KEPLER: A Jewel for Exoplanet Research, but also a Tool for Stellar Astronomy

July 26, 2011

Unlike his colleagues involved with the Kepler space telescope who are interested in studying exoplanets, Ohio State faculty member Professor Marc Pinsonneault is more anxious to study the stars these planets orbit.

Pinsonneault is currently involved in research that will determine the age and chemical composition of stars that Kepler has observed. Using different methods, Pinsonneault and the graduate students he works with hope to measure the age and chemical composition of these stars to within an impressive accuracy of ten to thirty percent. More accurate telescopes tend to allow for scientific measurements with high precision, which is why Kepler is so important for making these very useful calculations.

Kepler is designed for discovering exoplanets (planets outside of our Solar System). Kepler
detects these planets through the transit method, which measures a dip in the amount of starlight
seen from the telescope; the dip indicates a planet has passed in between the star and the
telescope. This method requires that the telescope closely monitor stars that could potentially be
hosts to orbiting planets.

Since it began observing in 2009, Kepler has nearly tripled the total number of potential
exoplanets from 600 to more than 1,700. In order to do this, the telescope has collected multiple
images of more than 150,000 stars in our galaxy. With these high numbers and the precision
required to identify planets, Kepler is not only an asset to scientists who examine exoplanets, but
it is invaluable for astronomers interested in studying stars.
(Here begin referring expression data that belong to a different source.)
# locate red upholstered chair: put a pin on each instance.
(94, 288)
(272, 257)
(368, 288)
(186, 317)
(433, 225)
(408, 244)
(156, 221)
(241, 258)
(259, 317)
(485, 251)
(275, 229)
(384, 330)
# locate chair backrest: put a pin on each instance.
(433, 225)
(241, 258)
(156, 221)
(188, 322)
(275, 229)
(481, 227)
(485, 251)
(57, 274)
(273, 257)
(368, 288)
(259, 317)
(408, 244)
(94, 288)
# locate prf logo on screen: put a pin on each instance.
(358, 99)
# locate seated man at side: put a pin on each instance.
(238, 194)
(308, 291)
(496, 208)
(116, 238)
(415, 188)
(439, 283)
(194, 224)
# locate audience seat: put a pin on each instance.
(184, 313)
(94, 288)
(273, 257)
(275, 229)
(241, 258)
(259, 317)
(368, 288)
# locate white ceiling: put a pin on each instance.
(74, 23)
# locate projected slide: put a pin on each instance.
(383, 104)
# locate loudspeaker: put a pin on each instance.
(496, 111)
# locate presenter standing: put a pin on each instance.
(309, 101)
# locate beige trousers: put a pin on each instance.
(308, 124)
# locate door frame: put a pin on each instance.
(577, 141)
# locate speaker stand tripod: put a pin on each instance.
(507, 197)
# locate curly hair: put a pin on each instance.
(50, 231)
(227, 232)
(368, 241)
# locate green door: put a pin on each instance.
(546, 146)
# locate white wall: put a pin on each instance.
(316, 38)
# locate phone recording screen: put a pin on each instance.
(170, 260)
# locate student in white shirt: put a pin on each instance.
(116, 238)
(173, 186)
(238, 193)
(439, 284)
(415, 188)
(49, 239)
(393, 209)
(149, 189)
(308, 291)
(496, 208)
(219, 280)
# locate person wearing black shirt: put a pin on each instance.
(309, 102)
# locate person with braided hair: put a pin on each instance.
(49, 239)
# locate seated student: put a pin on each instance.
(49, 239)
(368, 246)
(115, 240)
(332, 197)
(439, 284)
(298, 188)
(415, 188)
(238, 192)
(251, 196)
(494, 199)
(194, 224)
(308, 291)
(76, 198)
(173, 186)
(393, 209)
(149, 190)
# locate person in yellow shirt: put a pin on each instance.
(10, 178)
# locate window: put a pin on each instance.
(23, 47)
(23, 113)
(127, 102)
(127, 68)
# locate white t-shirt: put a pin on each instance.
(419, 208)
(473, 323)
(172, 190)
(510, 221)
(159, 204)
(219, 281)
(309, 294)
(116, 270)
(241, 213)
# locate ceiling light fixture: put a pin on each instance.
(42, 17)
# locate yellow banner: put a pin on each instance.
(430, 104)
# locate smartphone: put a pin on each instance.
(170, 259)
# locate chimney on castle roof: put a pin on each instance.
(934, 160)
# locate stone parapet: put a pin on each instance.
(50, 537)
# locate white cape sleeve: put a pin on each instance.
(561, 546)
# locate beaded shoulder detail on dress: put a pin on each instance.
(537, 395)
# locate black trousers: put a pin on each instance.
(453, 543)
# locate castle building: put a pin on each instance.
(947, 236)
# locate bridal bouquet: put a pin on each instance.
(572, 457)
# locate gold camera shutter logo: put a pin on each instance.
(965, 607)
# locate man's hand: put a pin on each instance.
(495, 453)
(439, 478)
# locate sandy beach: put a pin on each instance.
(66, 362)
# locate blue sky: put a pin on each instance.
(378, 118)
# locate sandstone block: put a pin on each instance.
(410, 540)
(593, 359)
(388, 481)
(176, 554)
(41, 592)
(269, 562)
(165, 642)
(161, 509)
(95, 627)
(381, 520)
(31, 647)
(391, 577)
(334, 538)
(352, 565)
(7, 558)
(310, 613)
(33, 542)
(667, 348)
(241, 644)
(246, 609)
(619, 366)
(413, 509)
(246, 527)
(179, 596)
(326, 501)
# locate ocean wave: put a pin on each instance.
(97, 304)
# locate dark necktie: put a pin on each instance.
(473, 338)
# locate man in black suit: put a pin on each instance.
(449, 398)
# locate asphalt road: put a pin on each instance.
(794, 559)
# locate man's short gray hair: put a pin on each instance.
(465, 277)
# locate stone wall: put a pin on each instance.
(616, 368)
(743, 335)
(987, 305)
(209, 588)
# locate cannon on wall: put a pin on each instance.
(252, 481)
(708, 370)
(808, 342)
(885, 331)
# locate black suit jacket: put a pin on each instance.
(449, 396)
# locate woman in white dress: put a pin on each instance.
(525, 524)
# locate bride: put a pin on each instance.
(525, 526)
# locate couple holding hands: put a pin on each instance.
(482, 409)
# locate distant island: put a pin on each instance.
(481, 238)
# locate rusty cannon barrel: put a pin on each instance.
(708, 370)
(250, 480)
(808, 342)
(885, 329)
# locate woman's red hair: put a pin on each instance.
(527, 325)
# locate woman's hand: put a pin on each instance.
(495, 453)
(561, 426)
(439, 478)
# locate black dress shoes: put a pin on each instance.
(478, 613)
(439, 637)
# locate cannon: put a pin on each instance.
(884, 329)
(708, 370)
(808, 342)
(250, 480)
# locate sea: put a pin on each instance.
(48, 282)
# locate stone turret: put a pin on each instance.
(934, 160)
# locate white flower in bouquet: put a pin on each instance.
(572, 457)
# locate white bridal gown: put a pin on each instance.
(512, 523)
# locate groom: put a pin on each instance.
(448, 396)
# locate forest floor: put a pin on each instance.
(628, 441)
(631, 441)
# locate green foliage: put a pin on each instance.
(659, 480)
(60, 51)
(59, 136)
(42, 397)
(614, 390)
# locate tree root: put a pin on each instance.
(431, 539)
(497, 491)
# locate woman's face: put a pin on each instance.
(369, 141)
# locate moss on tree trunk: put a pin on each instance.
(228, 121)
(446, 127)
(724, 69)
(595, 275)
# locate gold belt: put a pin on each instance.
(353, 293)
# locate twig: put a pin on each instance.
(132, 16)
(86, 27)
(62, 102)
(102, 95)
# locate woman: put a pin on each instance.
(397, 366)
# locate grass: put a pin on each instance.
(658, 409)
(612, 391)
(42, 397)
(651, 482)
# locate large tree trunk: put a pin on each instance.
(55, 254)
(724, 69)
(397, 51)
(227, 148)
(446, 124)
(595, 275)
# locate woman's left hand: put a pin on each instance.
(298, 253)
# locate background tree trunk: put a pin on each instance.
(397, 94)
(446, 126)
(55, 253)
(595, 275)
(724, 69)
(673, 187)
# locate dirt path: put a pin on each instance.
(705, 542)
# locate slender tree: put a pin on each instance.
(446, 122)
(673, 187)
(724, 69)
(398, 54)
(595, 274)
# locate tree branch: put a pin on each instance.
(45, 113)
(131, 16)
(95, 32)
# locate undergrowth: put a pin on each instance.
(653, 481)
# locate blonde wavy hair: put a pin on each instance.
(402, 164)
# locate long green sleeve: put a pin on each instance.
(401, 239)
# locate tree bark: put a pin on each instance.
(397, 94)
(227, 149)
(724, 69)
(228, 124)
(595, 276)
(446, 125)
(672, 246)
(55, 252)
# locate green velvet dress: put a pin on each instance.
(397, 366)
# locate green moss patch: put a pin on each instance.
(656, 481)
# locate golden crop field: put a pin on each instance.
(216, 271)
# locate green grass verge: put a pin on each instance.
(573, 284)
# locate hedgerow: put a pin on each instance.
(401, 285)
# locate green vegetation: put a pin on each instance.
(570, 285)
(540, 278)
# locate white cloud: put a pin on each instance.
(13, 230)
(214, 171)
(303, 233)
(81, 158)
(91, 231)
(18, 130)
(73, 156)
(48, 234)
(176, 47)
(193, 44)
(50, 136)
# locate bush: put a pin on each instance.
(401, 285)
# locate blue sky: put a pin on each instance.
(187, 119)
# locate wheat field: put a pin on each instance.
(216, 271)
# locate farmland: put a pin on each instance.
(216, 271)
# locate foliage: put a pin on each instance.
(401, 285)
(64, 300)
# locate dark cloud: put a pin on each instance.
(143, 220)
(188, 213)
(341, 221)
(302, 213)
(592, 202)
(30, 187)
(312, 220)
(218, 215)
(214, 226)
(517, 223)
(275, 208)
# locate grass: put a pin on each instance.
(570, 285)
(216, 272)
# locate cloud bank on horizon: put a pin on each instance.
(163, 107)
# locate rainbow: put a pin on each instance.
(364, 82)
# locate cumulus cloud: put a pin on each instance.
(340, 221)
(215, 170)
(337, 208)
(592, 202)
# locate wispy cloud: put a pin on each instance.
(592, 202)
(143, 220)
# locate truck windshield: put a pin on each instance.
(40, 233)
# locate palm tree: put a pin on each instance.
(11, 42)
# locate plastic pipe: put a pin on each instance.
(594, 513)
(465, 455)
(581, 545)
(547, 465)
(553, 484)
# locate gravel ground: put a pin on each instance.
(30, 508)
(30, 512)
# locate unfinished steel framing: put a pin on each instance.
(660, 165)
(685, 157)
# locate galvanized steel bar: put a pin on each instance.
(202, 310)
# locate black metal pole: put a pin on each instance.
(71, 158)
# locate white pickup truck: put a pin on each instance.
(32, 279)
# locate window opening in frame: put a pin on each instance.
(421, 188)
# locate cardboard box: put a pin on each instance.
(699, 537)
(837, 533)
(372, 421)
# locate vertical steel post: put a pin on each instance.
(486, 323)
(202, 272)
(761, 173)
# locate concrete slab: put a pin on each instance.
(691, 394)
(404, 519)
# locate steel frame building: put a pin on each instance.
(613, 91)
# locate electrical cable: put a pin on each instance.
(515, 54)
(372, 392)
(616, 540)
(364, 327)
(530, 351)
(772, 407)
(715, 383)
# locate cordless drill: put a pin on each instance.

Like the majority of space telescopes, Kepler is more sensitive than ground-based telescopes,
which makes it highly useful for gathering detailed images of the stars it observes. “Kepler’s
high resolution images of stars have given us a wonderful new opening for studying certain
important properties of stars such as rotation rates and interior structure, which will help us
to deduce the stars’ ages at unparalleled accuracy,” said Pinsonneault. “Never before have
astronomers had such high precision data of so many stars,” he continued.

Knowing where the younger and older stars are located throughout our galaxy is a useful tool
that can be applied to understanding the Milky Way and how it has changed since it first formed,
explained Pinsonneault. Pinsonneault is currently working with graduate student, Courtney
Epstein, to find the ages of stars by looking at how fast they rotate on their axes.

“Stars are born with a wide range of rotation rates, but, as they get older, that range shrinks and
stars spin more slowly. This means that rotation can act as a clock to measure the age of a star,”
said Epstein. “Even with observational uncertainties, we believe that stellar rotation rates of stars
can determine ages to a precision as good as 25%,” she continued.

In addition to getting stars’ ages using rotation rates, Pinsonneault is working with
another graduate student, Jennifer van Saders, to measure stars’ chemical make-up using

Asteroseismology studies changes on a star’s surface by wave interaction; similar to
when a tuning fork vibrates at a particular frequency, so too do stars vibrate at frequencies
producing acoustic waves. By analyzing the specific frequencies at which a star vibrates,
asteroseismologists can gather information about the stellar interior and indirectly measure a
star’s chemical abundance.

Although Pinsonneault and van Sanders’s research is in its preliminary stages, they expect
this method will predict the different chemical abundance in stars to within ten percent
accuracy. “With asteroseismology, we can get an absolute measure of a star’s chemical
composition with an impressive level of precision that has been very difficult to achieve before
Kepler’s data,” explained van Saders.

Not only can asteroseismology be used to find the chemical abundance in stars, it can provide
scientists with a basic idea of the star’s internal structure. This is important because it helps
improve astrophysicist’s understanding of the physics governing how heat is transported through
a star – a highly complicated process that is still a subject of ongoing research.

“Kepler has enabled us to raise the bar for accurate measurements of certain stellar properties.
With its precise imaging and large samples we finally have a tool that will help us build our way
towards greater knowledge of stars and galaxies as a whole,” remarked Pinsonneault.